А Хоботов в это время шел, засунув руки в карманы куртки, втянув голову в плечи. Он лишь стриг глазами по лицам прохожих. От его взгляда встречным становилось не по себе, он словно бы ощупывал их лица.

Прохожим даже казалось, они чувствуют его прикосновение. Сильные руки скульптора пока еще были в карманах куртки, подбитой мехом.

У него не имелось конкретных намерений, куда прийти и во сколько, он просто шел, зная, что ноги сами вынесут туда, куда надо, глаза сами увидят того, кого он выбрал.

Вскоре он оказался на вокзале. В здание не заходил, сразу же вышел на платформы, несколько раз прошелся вдоль них, заглядывая в окна стоявших вагонов. Но чувствовал, еще рано. Затем сел в электричку, даже не взяв билет, поехал.

Он проехал Лосиноостровский парк и вышел там, где выходил всегда. Взглянул на лес. Синеватая стена хвои заставила его съежиться, словно эта острая, зубчатая, как пила, линия полоснула его по глазам. Развернулся и побрел по пустырю, уже почти отчаявшись.
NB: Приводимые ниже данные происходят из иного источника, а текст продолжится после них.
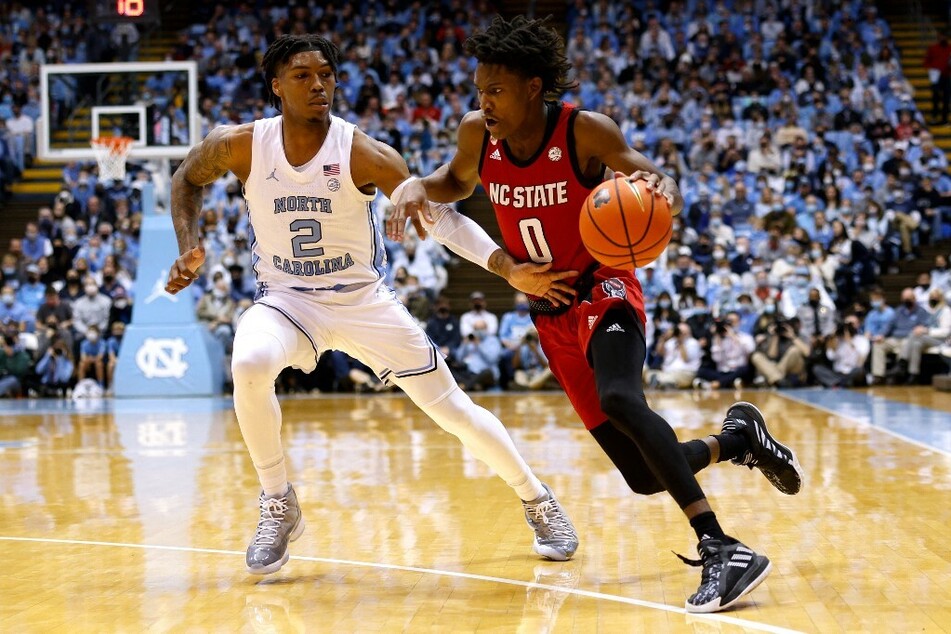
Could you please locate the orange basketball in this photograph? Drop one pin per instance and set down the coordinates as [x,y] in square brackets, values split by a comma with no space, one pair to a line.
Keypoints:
[624,225]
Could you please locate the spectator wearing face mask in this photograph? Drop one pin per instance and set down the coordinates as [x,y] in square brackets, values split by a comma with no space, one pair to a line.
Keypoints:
[652,283]
[512,328]
[443,328]
[681,359]
[479,355]
[817,317]
[742,262]
[12,310]
[926,336]
[73,289]
[747,312]
[121,311]
[92,356]
[54,370]
[54,306]
[530,364]
[91,309]
[845,354]
[215,309]
[780,356]
[35,245]
[15,364]
[892,340]
[31,292]
[730,355]
[923,289]
[723,286]
[478,312]
[721,233]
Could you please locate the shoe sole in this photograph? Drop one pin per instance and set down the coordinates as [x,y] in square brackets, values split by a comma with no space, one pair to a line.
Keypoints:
[550,553]
[716,606]
[277,565]
[761,421]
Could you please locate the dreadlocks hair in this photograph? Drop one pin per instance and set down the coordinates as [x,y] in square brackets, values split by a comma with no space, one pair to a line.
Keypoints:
[283,48]
[531,48]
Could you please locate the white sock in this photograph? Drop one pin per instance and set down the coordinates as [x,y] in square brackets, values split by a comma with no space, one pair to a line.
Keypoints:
[256,361]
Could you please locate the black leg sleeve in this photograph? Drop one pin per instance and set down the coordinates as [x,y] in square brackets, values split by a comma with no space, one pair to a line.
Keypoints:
[617,355]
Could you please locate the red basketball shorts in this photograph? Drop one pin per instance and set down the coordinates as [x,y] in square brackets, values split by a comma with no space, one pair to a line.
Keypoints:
[565,338]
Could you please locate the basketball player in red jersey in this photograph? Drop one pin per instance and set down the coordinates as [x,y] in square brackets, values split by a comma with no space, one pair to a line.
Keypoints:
[538,159]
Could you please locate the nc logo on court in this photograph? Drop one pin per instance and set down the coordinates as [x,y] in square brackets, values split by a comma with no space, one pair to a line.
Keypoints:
[162,358]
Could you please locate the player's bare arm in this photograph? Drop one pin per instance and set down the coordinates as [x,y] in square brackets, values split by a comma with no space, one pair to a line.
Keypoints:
[600,141]
[226,148]
[458,179]
[376,164]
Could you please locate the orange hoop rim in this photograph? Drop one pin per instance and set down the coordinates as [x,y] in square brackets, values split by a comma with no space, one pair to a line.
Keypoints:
[115,144]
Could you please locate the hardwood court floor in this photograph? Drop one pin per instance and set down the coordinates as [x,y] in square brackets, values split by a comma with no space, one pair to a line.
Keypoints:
[133,516]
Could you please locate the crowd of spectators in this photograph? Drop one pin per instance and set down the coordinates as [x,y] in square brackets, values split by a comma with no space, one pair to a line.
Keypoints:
[806,168]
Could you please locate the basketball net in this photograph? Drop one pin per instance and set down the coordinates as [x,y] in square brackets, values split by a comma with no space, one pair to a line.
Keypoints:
[111,153]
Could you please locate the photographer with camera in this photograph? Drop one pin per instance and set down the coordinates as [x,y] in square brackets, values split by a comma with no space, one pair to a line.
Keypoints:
[730,353]
[479,354]
[846,351]
[14,363]
[681,359]
[780,356]
[55,369]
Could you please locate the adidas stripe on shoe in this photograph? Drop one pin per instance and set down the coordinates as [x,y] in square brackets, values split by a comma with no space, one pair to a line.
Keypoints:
[776,461]
[730,572]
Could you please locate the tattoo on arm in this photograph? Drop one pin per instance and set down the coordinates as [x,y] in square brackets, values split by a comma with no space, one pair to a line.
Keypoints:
[204,163]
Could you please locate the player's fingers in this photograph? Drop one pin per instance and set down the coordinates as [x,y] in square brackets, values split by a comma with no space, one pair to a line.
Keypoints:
[562,288]
[194,258]
[394,224]
[420,229]
[426,212]
[560,275]
[558,298]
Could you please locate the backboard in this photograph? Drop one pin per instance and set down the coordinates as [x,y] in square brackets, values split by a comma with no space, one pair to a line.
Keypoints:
[155,103]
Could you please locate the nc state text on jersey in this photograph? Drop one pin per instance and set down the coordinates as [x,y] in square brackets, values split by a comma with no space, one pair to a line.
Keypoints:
[530,196]
[301,203]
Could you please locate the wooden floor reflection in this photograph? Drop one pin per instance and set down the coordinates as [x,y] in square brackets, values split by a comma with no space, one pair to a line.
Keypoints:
[134,515]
Обычно все складывалось так, что ему не приходилось никого искать, словно кто-то сам гнал ему навстречу нужных людей. А тут пусто, безлюдно, холодно. Он с любовью вспомнил даже о своей мастерской, опостылевшей ему за ночь работы.

«Там сейчас тепло, – подумал он, – там женщина. А я ищу…»

Он увидел Ростокинский акведук, затем свернул на Малахитовую улицу и, оказавшись среди людей, вновь принялся всматриваться в лица. И тут вдалеке он увидел седоватую бороду, широкие плечи. Большая голова в лыжной шапочке с дурацким помпоном, какие носили лет пятнадцать-двадцать тому назад. В руках мужчина нес железный ящик, в которых обычно держат инструменты.

Теперь Хоботов больше не видел никого, кроме него.

Он остановился, отошел к стене и нервно достал пачку сигарет. Но не прикуривал, лишь вставил одну сигарету в рот. Мужчина не спеша шел, на его груди покачивался фонарик на кожаном ремешке. А когда поравнялся с Хоботовым, то приостановился, посмотрел на пачку в руках и спросил:

– Земляк, закурить не найдется?

– На, кури, – руки Хоботова дрожали, когда он щелкал зажигалкой.

– Что, с бодуна? – сочувственно поинтересовался крепко сложенный слесарь-сантехник.

– Можно сказать и так.

– Пошли, здоровье поправишь.

И Хоботов с облегчением вздохнул.

«Да, все как всегда, все получается само собой».

– Пошли, коль не жалко.

Они были чем-то похожи, примерно одного роста, одинаковой физической силы и даже примерно одного возраста. Лишь седоватая борода старила слесаря, да морщин на его испитом лице накопилось побольше.

– Где? – спросил Хоботов.

– Где, где, – рассмеялся слесарь, – ведомо, где в … Только вот в подвал зайти придется в двенадцатом доме, вентиль проверить. Вчера поставили, вдруг как подтекает?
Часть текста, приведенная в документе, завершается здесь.